O Grupo Chaverim, em São Paulo, é um dos exemplos de como iniciativas locais podem fazer a diferença. Além de promover atividades para pessoas com deficiência intelectual e psicossocial, também acolhe mães e famílias.
O que essas mães realmente precisam
Não faltam demandas — e elas são muito mais que justas. Confira algumas das principais reivindicações dessas mulheres:
- Reconhecimento do cuidado como trabalho: políticas públicas que garantam um salário ou aposentadoria especial para quem cuida.
- Rede de apoio estruturada: com psicólogos, terapeutas, educadores e cuidadores para apoiar as famílias.
- Educação inclusiva de verdade: com profissionais preparados, transporte adaptado e acessibilidade garantida.
- Saúde pública especializada e contínua: com acesso a terapias, medicamentos e profissionais especializados.
- Empregabilidade com flexibilidade: programas que permitam jornada reduzida ou trabalho remoto para mães atípicas.
- Moradia e transporte acessíveis: prioridade em políticas habitacionais e adaptação do transporte público.
É hora de agir
A Defensoria Pública da União tem atuado para garantir os direitos dessas famílias, por meio do Grupo de Trabalho Atendimento à Pessoa Idosa e à Pessoa com Deficiência (GT-PID). Em alguns estados, como Minas Gerais, surgem iniciativas como incubadoras públicas para empreendimentos populares voltados a mães e cuidadores de PcDs, um passo importante para oferecer autonomia e renda.
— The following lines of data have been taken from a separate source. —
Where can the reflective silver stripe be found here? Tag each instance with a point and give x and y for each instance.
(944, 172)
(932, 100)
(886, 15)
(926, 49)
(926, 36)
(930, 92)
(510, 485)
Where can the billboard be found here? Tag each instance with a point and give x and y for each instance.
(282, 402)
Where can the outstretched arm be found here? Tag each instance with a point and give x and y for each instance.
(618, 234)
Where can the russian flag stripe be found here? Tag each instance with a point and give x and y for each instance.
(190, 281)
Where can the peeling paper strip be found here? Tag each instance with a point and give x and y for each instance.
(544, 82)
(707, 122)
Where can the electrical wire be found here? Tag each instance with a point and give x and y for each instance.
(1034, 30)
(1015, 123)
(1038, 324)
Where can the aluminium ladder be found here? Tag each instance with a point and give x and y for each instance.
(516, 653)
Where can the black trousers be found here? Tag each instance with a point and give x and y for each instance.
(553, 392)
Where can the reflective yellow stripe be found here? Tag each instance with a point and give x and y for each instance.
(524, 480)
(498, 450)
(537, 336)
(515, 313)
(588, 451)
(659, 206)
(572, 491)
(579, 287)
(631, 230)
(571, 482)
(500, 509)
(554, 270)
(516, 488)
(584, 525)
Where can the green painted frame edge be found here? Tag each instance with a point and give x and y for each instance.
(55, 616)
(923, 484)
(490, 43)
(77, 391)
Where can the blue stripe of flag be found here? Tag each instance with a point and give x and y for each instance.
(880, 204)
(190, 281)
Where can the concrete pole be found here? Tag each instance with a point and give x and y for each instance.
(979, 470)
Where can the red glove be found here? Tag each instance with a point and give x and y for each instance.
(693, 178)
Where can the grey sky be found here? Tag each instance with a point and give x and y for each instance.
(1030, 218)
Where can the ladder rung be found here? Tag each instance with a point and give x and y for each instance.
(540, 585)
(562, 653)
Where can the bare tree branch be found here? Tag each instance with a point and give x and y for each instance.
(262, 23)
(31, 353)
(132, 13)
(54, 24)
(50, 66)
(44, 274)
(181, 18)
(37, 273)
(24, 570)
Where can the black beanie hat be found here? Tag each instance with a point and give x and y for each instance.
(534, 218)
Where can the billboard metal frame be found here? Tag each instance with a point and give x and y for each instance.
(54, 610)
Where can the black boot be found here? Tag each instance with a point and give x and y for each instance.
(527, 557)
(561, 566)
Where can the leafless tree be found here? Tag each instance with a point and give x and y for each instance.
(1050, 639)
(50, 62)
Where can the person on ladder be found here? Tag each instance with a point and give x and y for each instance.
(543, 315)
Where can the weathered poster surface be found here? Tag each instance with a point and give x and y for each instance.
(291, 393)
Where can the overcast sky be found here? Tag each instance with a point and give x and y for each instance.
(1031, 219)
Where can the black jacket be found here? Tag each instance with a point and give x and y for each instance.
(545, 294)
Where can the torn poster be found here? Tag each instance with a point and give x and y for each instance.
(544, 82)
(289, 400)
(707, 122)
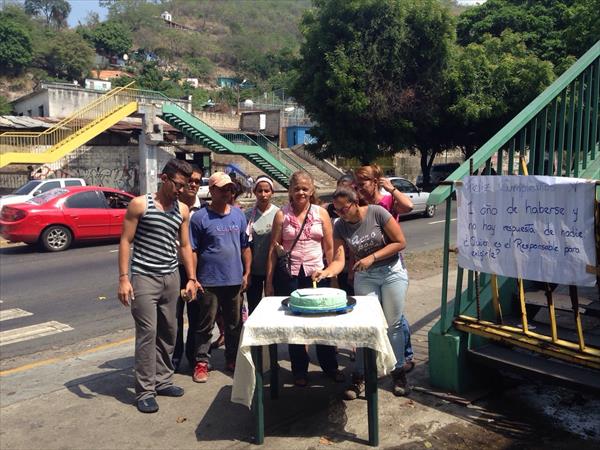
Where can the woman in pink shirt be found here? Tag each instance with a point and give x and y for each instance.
(315, 241)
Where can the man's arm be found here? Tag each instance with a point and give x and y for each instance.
(186, 252)
(247, 261)
(132, 217)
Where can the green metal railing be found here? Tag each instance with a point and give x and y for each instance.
(557, 134)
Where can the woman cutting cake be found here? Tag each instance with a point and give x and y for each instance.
(374, 239)
(303, 230)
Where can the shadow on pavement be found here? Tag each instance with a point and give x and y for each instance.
(119, 386)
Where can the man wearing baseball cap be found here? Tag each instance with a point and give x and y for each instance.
(218, 236)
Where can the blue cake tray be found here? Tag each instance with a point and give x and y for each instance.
(351, 303)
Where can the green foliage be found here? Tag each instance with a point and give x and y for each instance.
(491, 82)
(5, 106)
(370, 71)
(67, 56)
(554, 30)
(109, 38)
(199, 67)
(55, 12)
(16, 47)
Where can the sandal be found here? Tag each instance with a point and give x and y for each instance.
(408, 366)
(300, 382)
(337, 376)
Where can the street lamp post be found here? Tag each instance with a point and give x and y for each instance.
(238, 86)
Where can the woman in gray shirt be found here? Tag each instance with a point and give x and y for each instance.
(374, 239)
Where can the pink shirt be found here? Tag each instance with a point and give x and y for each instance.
(308, 251)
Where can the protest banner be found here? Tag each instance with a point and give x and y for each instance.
(532, 227)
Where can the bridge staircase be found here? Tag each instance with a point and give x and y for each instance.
(51, 145)
(543, 330)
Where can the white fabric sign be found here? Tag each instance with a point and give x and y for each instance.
(533, 227)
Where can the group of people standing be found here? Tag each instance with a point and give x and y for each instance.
(205, 257)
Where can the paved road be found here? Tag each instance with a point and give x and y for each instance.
(50, 300)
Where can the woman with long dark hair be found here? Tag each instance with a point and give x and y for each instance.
(375, 239)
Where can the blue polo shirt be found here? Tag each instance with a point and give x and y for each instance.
(219, 241)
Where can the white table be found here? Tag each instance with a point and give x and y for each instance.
(272, 323)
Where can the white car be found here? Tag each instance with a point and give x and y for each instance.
(203, 192)
(418, 197)
(36, 187)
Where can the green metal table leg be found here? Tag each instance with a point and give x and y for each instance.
(371, 394)
(257, 404)
(274, 371)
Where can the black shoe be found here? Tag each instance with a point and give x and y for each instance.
(147, 405)
(170, 391)
(400, 386)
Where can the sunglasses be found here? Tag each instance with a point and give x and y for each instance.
(361, 183)
(178, 185)
(344, 210)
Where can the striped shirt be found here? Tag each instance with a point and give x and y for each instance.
(155, 240)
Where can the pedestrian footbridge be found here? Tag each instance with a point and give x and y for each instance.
(69, 134)
(540, 328)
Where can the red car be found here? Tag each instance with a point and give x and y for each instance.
(57, 217)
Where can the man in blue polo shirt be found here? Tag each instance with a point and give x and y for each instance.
(218, 236)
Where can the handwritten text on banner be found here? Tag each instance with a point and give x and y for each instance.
(534, 227)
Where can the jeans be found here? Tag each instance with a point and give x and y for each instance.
(153, 311)
(408, 352)
(254, 293)
(230, 301)
(284, 285)
(389, 283)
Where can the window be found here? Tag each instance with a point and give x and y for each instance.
(116, 200)
(88, 199)
(47, 196)
(404, 186)
(47, 186)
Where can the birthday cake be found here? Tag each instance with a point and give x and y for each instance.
(315, 299)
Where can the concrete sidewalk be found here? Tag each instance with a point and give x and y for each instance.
(86, 402)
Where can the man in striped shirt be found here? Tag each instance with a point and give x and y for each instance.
(153, 224)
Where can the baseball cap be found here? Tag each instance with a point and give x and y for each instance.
(219, 179)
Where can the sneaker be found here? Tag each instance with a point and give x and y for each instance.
(200, 372)
(170, 391)
(400, 386)
(147, 405)
(357, 387)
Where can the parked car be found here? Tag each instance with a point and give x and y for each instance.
(203, 191)
(37, 187)
(418, 197)
(57, 218)
(437, 174)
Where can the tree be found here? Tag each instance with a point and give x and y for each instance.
(5, 107)
(490, 83)
(554, 30)
(54, 11)
(109, 38)
(369, 73)
(16, 49)
(67, 56)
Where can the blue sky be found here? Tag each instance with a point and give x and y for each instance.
(80, 9)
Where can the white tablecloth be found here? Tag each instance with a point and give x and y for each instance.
(272, 323)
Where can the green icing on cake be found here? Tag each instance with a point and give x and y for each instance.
(311, 299)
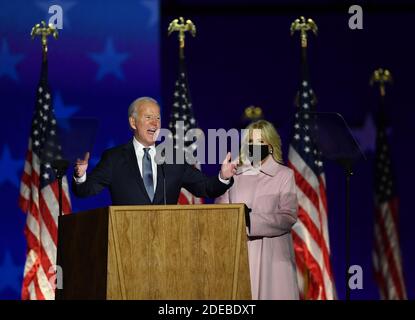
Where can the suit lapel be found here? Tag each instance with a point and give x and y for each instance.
(159, 194)
(135, 170)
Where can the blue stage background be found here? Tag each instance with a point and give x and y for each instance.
(111, 52)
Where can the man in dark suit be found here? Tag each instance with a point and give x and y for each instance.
(132, 174)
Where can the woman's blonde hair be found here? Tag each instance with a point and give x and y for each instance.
(270, 136)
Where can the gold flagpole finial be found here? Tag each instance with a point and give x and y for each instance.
(381, 76)
(303, 26)
(43, 30)
(181, 26)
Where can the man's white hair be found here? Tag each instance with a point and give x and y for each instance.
(132, 109)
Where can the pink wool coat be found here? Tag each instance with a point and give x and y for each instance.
(271, 194)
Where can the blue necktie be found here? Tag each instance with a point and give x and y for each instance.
(148, 173)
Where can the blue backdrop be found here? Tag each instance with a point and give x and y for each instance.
(110, 52)
(106, 56)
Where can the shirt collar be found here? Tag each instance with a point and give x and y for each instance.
(138, 147)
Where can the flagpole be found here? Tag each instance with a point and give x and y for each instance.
(182, 27)
(43, 31)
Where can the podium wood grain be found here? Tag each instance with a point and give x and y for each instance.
(157, 252)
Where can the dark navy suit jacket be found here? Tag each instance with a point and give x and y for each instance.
(118, 170)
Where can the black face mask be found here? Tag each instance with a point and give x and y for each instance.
(258, 150)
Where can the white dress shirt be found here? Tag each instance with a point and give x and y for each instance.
(139, 153)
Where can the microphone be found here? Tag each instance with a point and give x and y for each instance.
(164, 183)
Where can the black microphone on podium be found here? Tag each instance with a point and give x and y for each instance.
(164, 182)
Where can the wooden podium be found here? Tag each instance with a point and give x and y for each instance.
(155, 252)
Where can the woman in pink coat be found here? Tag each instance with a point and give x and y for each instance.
(268, 188)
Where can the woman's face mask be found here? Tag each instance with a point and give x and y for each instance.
(258, 152)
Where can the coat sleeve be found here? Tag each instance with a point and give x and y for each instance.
(201, 185)
(283, 217)
(223, 198)
(97, 180)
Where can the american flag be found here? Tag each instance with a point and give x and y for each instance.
(182, 118)
(310, 233)
(39, 198)
(386, 254)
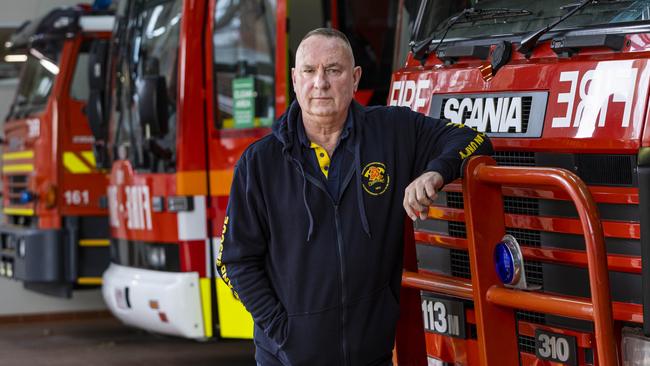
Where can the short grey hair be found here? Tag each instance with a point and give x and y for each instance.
(331, 33)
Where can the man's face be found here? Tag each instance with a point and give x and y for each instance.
(324, 78)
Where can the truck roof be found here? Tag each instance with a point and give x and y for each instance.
(96, 23)
(58, 24)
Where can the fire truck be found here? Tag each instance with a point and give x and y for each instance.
(54, 234)
(193, 84)
(535, 257)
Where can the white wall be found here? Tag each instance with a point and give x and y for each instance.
(14, 300)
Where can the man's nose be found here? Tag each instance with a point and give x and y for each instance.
(321, 82)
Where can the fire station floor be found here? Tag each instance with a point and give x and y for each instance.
(105, 341)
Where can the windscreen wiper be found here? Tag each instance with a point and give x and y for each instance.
(423, 48)
(529, 42)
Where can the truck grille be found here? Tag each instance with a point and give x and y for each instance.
(593, 169)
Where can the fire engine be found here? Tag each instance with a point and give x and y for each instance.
(54, 237)
(193, 84)
(536, 260)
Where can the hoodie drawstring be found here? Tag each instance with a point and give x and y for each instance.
(362, 207)
(304, 200)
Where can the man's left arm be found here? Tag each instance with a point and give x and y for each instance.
(440, 149)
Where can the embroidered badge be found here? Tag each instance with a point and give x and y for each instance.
(375, 178)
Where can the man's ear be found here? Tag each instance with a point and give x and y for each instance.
(356, 76)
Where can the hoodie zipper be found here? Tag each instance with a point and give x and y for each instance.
(342, 273)
(344, 312)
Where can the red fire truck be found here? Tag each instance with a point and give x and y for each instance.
(194, 83)
(54, 235)
(524, 263)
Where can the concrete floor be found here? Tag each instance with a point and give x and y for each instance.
(100, 342)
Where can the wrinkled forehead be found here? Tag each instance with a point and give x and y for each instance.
(320, 50)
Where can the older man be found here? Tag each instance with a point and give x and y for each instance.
(314, 233)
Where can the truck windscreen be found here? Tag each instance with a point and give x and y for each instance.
(147, 50)
(36, 82)
(515, 17)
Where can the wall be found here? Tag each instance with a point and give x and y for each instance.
(14, 300)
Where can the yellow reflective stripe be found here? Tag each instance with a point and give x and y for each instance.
(234, 320)
(18, 168)
(94, 242)
(18, 211)
(323, 158)
(74, 164)
(27, 154)
(89, 157)
(89, 280)
(206, 304)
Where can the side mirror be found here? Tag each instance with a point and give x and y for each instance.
(96, 105)
(153, 104)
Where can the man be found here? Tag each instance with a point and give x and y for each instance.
(314, 230)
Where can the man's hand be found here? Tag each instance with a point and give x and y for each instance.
(421, 193)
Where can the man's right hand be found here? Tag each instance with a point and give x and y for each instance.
(421, 193)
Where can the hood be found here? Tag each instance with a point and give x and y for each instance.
(284, 127)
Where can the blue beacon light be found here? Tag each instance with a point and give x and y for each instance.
(508, 261)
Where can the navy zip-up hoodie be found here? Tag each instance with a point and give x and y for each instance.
(320, 276)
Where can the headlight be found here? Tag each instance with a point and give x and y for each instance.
(635, 347)
(156, 257)
(26, 197)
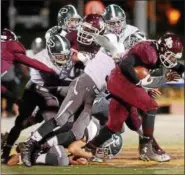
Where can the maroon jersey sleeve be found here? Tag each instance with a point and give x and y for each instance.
(145, 52)
(21, 58)
(72, 37)
(16, 47)
(3, 89)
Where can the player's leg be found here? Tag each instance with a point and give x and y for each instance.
(118, 113)
(135, 96)
(26, 107)
(56, 156)
(74, 99)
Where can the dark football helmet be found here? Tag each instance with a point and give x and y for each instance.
(111, 147)
(170, 49)
(115, 19)
(8, 35)
(37, 45)
(91, 25)
(59, 49)
(68, 18)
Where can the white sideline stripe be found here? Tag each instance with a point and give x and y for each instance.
(67, 105)
(58, 150)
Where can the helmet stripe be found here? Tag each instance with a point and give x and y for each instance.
(74, 9)
(61, 41)
(113, 11)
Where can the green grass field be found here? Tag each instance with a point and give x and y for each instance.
(169, 132)
(90, 169)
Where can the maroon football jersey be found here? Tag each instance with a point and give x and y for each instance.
(145, 52)
(14, 51)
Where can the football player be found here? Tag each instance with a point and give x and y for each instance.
(83, 89)
(115, 19)
(37, 91)
(36, 46)
(127, 35)
(14, 52)
(68, 20)
(149, 54)
(55, 153)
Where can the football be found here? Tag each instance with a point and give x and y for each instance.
(141, 72)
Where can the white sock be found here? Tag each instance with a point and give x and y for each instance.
(140, 131)
(41, 158)
(53, 141)
(36, 136)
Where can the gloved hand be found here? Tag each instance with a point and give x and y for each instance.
(172, 76)
(154, 93)
(145, 81)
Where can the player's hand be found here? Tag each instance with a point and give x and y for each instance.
(154, 93)
(145, 81)
(172, 76)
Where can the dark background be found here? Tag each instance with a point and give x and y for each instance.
(26, 7)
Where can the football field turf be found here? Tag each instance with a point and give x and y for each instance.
(169, 133)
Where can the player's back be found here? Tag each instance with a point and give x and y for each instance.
(9, 49)
(99, 68)
(146, 51)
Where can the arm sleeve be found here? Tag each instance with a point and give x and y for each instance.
(3, 89)
(7, 94)
(156, 82)
(127, 68)
(21, 58)
(179, 68)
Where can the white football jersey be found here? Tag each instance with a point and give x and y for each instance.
(43, 57)
(130, 36)
(99, 68)
(30, 53)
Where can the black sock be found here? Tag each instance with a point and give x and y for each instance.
(51, 159)
(148, 123)
(104, 134)
(47, 127)
(65, 138)
(13, 135)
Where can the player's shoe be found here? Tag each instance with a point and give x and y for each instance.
(160, 151)
(147, 153)
(14, 160)
(4, 137)
(27, 150)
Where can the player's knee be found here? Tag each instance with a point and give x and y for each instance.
(62, 120)
(19, 122)
(62, 158)
(151, 105)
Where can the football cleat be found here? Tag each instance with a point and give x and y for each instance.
(147, 153)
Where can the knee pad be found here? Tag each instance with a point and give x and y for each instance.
(62, 120)
(62, 157)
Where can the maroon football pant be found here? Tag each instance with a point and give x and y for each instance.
(128, 93)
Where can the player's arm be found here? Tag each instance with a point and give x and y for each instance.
(23, 59)
(127, 68)
(134, 38)
(7, 94)
(179, 68)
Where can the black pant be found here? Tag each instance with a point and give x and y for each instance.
(12, 87)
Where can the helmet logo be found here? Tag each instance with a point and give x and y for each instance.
(169, 42)
(101, 23)
(51, 43)
(116, 140)
(64, 10)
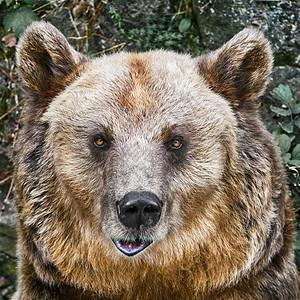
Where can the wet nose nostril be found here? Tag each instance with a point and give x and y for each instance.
(131, 210)
(150, 210)
(138, 209)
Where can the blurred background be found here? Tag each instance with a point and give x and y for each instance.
(187, 26)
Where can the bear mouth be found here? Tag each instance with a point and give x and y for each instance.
(131, 247)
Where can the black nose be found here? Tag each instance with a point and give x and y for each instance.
(138, 209)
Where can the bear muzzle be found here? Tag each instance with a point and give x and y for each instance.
(137, 211)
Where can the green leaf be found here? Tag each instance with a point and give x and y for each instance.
(283, 94)
(296, 109)
(294, 162)
(284, 142)
(296, 152)
(8, 2)
(286, 158)
(30, 2)
(280, 111)
(297, 122)
(297, 240)
(288, 127)
(185, 24)
(19, 19)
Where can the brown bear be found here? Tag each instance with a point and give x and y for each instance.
(149, 176)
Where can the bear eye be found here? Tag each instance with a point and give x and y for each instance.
(100, 142)
(176, 144)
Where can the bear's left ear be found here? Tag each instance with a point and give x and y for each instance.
(240, 69)
(47, 64)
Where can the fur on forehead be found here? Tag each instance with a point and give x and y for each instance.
(238, 71)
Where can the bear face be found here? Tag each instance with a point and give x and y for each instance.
(150, 167)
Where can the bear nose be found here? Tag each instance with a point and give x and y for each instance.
(138, 209)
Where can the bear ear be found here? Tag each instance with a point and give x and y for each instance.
(240, 69)
(46, 62)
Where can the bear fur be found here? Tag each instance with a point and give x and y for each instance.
(182, 131)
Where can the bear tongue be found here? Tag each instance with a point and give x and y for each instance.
(131, 248)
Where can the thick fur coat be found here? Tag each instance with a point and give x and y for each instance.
(149, 176)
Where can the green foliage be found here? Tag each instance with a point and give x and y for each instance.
(156, 32)
(287, 137)
(19, 17)
(289, 127)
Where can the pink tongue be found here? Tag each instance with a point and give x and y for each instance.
(132, 247)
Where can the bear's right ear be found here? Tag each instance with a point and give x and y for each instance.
(240, 69)
(46, 62)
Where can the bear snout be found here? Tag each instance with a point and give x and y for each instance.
(139, 209)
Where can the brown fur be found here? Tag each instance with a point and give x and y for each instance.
(226, 226)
“Precisamos de políticas públicas baseadas em evidências, que escutem as demandas dessas mães e transformem o seu cotidiano”, reforça André Naves. “Isso significa garantir renda, acesso à saúde e oportunidades reais de autonomia.”
Neste Dia das Mães, mais do que flores ou homenagens, essas mulheres precisam ser vistas, ouvidas e apoiadas de forma concreta. Porque cuidar é um ato de amor, mas também é um trabalho — e nenhum trabalho deveria ser feito sozinha.